Come suo costume, Garibaldi fece avvicinare ben bene i napoletani e a un dato momento ordinò un attacco generale alla baionetta che mise in rotta il nemico, il quale lasciava nella fuga feriti e prigionieri e in potere dei nostri tre cannoni da montagna e non pochi fucili. Le perdite delle truppe romane furono lievi; degli ufficiali solo il sottotenente Rotta rimase ucciso e il tenente Martino Franchi ferito.
Ormai una più lunga stanza a Palestrina poteva divenire pericolosa perchè a Roma era giunta la notizia di un prossimo attacco combinato di napoletani e francesi, per cui il Triumvirato ordinava a Garibaldi di rientrare in Roma. Era anche lui deciso di finirla e non s'attardò sotto le tende; la sera dell'11 per sentieri impraticabili sfilando in perfetto ordine e silenziosamente nelle vicinanze del campo nemico, marciò per Zagarolo, sostò un poco nella osteria della Colonna sulla via Casilina, e con un lungo giro come se venisse da Tivoli ricondusse la propria gente a Roma, lieta se non di riportata vittoria, di onorato successo.
Nel frattempo importanti avvenimenti militari e politici eransi maturati.

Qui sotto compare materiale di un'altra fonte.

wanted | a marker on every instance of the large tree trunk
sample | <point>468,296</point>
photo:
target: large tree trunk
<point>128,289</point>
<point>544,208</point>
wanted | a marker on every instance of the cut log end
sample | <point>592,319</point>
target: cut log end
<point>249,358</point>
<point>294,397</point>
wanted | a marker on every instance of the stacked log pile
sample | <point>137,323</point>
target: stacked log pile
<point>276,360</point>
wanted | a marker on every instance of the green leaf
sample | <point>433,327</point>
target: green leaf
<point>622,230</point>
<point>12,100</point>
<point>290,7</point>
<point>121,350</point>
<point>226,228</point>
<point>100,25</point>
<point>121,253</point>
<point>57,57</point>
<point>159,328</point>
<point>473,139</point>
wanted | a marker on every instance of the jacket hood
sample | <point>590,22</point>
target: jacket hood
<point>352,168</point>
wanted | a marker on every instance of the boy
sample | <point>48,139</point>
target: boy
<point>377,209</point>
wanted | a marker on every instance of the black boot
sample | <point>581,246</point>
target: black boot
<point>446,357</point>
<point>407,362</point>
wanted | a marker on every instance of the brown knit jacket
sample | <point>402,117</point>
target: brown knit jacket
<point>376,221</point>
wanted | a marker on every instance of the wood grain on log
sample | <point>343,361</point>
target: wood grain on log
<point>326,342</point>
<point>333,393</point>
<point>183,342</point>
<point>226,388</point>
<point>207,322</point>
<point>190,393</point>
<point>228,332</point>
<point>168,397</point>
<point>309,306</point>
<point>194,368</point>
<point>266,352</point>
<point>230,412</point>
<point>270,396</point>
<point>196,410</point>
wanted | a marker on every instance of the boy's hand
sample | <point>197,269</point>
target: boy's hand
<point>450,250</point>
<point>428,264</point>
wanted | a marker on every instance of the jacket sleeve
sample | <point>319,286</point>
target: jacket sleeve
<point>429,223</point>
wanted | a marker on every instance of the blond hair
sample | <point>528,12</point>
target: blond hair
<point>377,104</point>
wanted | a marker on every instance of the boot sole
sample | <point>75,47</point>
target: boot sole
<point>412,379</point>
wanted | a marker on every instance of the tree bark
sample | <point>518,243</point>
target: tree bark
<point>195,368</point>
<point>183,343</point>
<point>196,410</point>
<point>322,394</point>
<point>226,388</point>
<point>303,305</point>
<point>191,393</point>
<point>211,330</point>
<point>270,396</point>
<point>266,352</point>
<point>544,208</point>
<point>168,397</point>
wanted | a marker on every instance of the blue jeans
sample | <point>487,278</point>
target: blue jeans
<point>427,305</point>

Bologna, dopo quattro giorni di disperata resistenza, aveva dovuto capitolare nelle mani del bombardatore Gorkowsky. Ancona, dove teneva il comando militare quel Livio Zambeccari, compagno di Garibaldi a Rio Grande, minacciata, si preparava ad imitarne e sorpassarne l'eroismo; a Fiumicino s'ancorava la flotta, avanguardia della spedizione spagnola; da Gaeta l'Antonelli s'affannava a mettere d'accordo i quattro alleati senza riuscirvi; la Francia finalmente continuava la politica a due faccie: quella delle parole favorevoli a Roma, quella dei fatti favorevoli al Papa.

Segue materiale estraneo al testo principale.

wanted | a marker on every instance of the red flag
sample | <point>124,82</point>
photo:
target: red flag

Di guisachè, mentre l'Assemblea nazionale a Parigi decretava che la spedizione francese fosse "ramenée à son premier but", Luigi Napoleone e l'Odillon Barrot inviavano lettere e messaggi all'Oudinot, ripetendogli l'ordine di entrare a Roma a qualunque costo per restaurarvi il governo papale.

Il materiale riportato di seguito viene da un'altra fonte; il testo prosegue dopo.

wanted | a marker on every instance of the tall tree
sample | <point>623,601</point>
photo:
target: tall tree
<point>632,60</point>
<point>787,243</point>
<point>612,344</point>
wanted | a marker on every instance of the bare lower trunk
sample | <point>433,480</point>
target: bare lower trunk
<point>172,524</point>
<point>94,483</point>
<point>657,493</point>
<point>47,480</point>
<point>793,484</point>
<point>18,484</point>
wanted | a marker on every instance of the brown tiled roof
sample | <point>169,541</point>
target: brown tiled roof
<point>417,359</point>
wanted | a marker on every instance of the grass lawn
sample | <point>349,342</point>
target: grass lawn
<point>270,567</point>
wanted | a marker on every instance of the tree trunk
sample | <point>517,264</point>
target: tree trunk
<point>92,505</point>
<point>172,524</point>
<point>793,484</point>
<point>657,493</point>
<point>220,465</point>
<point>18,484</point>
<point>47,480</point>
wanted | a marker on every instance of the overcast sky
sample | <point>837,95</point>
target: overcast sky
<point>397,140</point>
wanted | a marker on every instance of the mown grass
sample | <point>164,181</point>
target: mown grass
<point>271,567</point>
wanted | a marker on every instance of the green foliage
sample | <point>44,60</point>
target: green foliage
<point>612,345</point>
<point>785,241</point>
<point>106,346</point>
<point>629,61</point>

Infine, perfidia maggiore di tutte (se si eccettua il nero tradimento che doveva fra breve compiere il Generale Oudinot), la missione a Roma del Lesseps affidatagli da Drouyn De Lhuys. L'inviato francese doveva col governo di Roma trovare il modo di conciliare la libertà del popolo Romano, i diritti della sovranità pontificia, e la dignità del governo francese; in realtà doveva condurre i Romani ad aprire ai francesi le porte di Roma, per restaurarvi il potere temporale del Papa.
Il primo effetto dell'arrivo del Lesseps fu la tregua di trenta giorni: tregua che slealmente venne anticipatamente rotta dal Generale francese; ma che ad ogni modo giovò al governo della Repubblica romana, per finirla almeno coll'esercito borbonico.